The accident conjures memories of another spill in West Virginia just over a year ago, when 10,000 gallons of a coal processing chemical spilled from a tank along the Elk River, making its way to the waterway — the supply for 300,000 people in and around Charleston. For weeks, emergency management authorities in the state distributed free water to thousands across the region.

Even now, many people in that area report being afraid to drink the water.

“It’s just one thing after another,” said Maria Gunnoe, an environmental activist with the Ohio Valley Environmental Coalition, who cited the Jan. 2014 chemical spill as an example.
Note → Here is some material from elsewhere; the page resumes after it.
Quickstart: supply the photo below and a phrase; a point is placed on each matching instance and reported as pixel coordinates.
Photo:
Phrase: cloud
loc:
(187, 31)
Accidents with coal or gas are so common, Gunnoe said, that people don’t notice them much anymore. She blamed what she sees as a complacent and complicit state legislature.

“Everyone will forget this in three months, and our state leaders will continue to facilitate the oil and gas industry and not protect the people,” Gunnoe said.

“I don’t have all the answers. It’s a massive problem,” she added, saying the freight shipments of oil aren’t handled safely. “They go extremely fast and they’re extremely reckless, and all of our state leaders turn a blind eye until something like this happens.”

T. Paige, 66, a musician, photographer and part-time environmental activist who lives near Monday’s derailment, said Tuesday morning that he could still see smoke coming from the accident site. He said the crash made him feel “very, very, very angry.”

“These trains are not regulated enough,” he said. “They should not have been going through here in the snow storm. It’s dangerous. They’re not taking adequate precautions.”

He blamed what he called a close relationship between industry and elected leaders for what he sees as a dangerous attitude toward regulation.

“Democracy is being derailed and this is one of the symptoms.”